I turned up the sound and watched a room lined with books fade in. There were six rows of chairs filled with women whose backs were to the camera. A makeshift stage stood at one end of the room. There, Shelby Rush stood behind a podium.
“And now we have number 3—Tim,” she said.
From camera left a man walked onto the stage. He was shirtless and shoeless, wearing only a pair of faded jeans. His shoulders were broad and his chest was buff. He stood, humbly, his palms face out.
“Tim, would you take off your jeans?” Shelby asked.
As if he fully expected the request, he complied without any sense of embarrassment, and within seconds was stripped down to his underwear.
“Would you please make yourself hard?”
Without any trepidation, Tim obeyed.

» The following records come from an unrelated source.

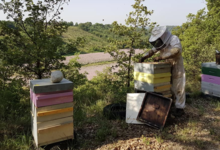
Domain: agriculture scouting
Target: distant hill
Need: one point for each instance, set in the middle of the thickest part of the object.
(93, 42)
(96, 35)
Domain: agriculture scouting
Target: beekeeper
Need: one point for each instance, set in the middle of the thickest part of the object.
(170, 50)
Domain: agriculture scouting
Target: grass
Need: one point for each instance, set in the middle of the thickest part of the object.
(95, 131)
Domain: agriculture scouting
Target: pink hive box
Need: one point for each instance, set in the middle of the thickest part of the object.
(47, 99)
(211, 79)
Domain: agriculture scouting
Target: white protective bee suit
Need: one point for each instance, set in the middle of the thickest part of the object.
(170, 49)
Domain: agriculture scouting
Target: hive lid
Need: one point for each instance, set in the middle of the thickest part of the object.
(211, 65)
(154, 110)
(46, 86)
(153, 67)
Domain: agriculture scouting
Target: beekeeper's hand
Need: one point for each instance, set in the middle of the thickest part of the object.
(156, 59)
(148, 55)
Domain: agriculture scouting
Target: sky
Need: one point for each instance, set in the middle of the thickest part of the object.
(166, 12)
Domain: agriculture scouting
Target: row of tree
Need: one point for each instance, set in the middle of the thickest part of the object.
(200, 37)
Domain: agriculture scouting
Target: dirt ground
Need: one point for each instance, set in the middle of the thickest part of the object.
(198, 129)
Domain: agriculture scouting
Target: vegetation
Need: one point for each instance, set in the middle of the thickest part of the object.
(132, 36)
(199, 38)
(28, 51)
(34, 44)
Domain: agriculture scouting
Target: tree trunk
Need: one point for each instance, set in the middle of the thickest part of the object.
(129, 70)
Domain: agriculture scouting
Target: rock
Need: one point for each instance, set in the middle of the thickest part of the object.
(56, 76)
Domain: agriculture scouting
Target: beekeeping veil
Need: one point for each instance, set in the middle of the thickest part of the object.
(160, 37)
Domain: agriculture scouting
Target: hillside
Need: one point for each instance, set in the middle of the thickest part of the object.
(93, 42)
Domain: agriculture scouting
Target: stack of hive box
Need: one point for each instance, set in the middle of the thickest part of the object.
(211, 78)
(153, 77)
(52, 111)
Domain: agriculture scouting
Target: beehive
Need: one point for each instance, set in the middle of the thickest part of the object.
(153, 77)
(51, 111)
(210, 79)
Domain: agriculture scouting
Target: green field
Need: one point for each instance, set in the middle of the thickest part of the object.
(93, 42)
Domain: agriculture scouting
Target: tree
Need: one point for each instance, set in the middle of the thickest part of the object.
(131, 36)
(199, 38)
(33, 44)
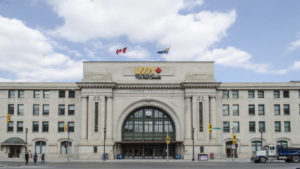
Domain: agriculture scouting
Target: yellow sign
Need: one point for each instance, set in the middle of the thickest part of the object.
(144, 70)
(168, 139)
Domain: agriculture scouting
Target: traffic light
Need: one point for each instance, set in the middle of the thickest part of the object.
(65, 127)
(233, 139)
(209, 127)
(8, 118)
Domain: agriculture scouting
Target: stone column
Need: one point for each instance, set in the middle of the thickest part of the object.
(109, 118)
(83, 119)
(90, 116)
(188, 120)
(212, 112)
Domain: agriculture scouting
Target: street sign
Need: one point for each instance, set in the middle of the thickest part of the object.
(168, 139)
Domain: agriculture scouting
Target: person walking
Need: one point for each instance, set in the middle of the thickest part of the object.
(26, 157)
(43, 159)
(35, 158)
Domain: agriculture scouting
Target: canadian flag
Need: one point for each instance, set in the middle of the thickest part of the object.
(121, 50)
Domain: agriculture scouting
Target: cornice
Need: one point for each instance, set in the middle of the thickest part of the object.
(148, 85)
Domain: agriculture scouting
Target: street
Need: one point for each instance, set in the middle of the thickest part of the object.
(152, 165)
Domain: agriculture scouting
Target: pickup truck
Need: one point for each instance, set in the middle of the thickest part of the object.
(289, 154)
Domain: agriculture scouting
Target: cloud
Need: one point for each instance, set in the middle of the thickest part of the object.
(294, 45)
(28, 55)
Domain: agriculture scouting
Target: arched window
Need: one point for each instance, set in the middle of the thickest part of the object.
(40, 147)
(64, 146)
(148, 123)
(282, 143)
(256, 146)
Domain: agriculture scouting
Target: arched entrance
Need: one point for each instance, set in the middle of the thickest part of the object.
(144, 132)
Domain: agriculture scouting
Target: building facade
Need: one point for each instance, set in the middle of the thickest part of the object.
(129, 108)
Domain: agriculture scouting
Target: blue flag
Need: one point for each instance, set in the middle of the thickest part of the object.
(166, 51)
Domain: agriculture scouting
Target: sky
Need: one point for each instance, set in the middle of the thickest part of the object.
(249, 40)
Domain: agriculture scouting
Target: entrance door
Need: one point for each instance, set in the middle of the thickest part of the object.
(229, 150)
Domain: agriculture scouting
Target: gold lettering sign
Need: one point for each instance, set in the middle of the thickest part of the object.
(144, 70)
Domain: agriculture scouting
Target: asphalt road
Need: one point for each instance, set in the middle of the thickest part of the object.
(152, 165)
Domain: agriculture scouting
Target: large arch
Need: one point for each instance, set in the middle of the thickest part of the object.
(149, 103)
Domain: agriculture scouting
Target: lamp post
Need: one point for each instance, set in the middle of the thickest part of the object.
(26, 131)
(193, 130)
(104, 156)
(261, 131)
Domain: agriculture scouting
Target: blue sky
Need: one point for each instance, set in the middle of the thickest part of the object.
(249, 40)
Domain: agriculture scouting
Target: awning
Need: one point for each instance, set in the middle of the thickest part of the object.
(147, 142)
(14, 141)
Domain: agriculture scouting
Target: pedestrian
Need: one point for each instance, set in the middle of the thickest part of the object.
(35, 158)
(26, 157)
(43, 159)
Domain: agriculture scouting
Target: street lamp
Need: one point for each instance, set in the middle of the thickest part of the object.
(26, 131)
(193, 130)
(104, 156)
(261, 131)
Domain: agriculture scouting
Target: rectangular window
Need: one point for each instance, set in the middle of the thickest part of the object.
(277, 109)
(287, 126)
(11, 94)
(21, 94)
(286, 109)
(61, 126)
(96, 116)
(251, 94)
(36, 94)
(21, 109)
(226, 127)
(261, 126)
(71, 94)
(286, 94)
(235, 110)
(45, 126)
(36, 109)
(71, 127)
(11, 109)
(277, 126)
(251, 108)
(35, 126)
(225, 110)
(201, 116)
(252, 126)
(10, 126)
(61, 109)
(225, 94)
(19, 126)
(276, 94)
(71, 110)
(235, 94)
(261, 94)
(261, 109)
(46, 109)
(46, 94)
(61, 94)
(236, 127)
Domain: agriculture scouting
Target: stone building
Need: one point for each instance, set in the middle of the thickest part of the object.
(129, 108)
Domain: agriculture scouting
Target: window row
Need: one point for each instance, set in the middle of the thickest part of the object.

Reaching down, he rubbed his crotch through the cotton briefs. Watching the audience watching him, he smiled slightly as his hand kept up its steady motion.
It took less than thirty seconds for the bulge to appear and the underwear to tent out.
“And now, show us.”
Tim stepped out of his underwear.
His body was beautiful. Strong and sculpted.
“Does anyone want to test Tim before I start the bidding?”
“I would” came a voice from the audience. A short redhead stood up.